If you’re wondering, “Why was my business declined for PPP?” we will share some of the most common reasons why your application may have been rejected. We’ll also dive into the details about PPP qualification and alternative funding options that are worthwhile to consider.
General Information about PPP
The Paycheck Protection Program is a government program that authorizes $349 billion in forgivable loans. These loans can be forgiven if and only if borrowers adhere to these two requirements:
- The loan amounts are used for payroll costs or mortgage interest, utility costs and rent over 8 weeks after the money has been given
- Compensation and employee headcount remains unchanged
For each employee, payroll costs max out at $100,000 annually. There’s a 6 month loan deferment period.
Who Can Apply?
The application process opened on April 3, 2020. The application initially opened to sole proprietorships and small businesses. One week later, self-employed individuals and independent contractors could apply for the loan to cover specific expenses, as well.
Any business with less than 500 employees is eligible to apply, including: veteran organizations, Tribal businesses, nonprofits, self-employed persons, independent contractors and sole proprietorships.
So, if your business does not fit those descriptions, your application would have been denied.
What Can PPP Loans Be Used For?
Loans in this program are mandated to be used for:
- Payroll costs
- Rent (for lease agreements made before February 15, 2020)

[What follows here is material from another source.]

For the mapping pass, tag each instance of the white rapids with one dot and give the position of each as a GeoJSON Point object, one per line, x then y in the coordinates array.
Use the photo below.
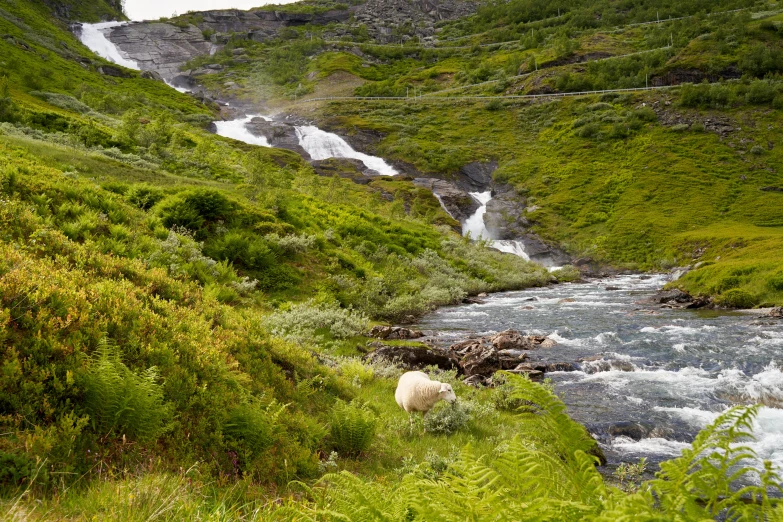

- Utilities (for services that started before February 15, 2020)
- Mortgage interest (incurred before February 15, 2020)
Loan amounts can be made for up to two months of average monthly payroll costs (from 2019), with an additional 25% on top of that number. This amount is capped at $10 million. The interest rate is a fixed 1.00%
The loan is forgivable as long as these conditions are met:
- The funds are used for the above reasons within 8 weeks after the funds are given
- Employee headcount remains unchanged
- You do not change employee salaries by more than 25% for any employee who made less than $100,000 annualized in 2019
- You rehire full-time employees and provide their salaries by June 30,2020 for any changes that have been made to your headcount between February 15, 2020 and April 26, 2020.
Things to Check on Your Application
Now that you have all the details, it’s time to look at why you may have been denied for your PPP loan. It could be something as small as a simple mistake. For example, maybe you left a number off your Employee Identification Number or made a different typo that led to denial.
If you’ve been denied, it’s likely that the lender will reach out to notify you directly, rather than the Small Business Administration. In some cases, they may tell you why you were denied, but in others, you may not be given a reason.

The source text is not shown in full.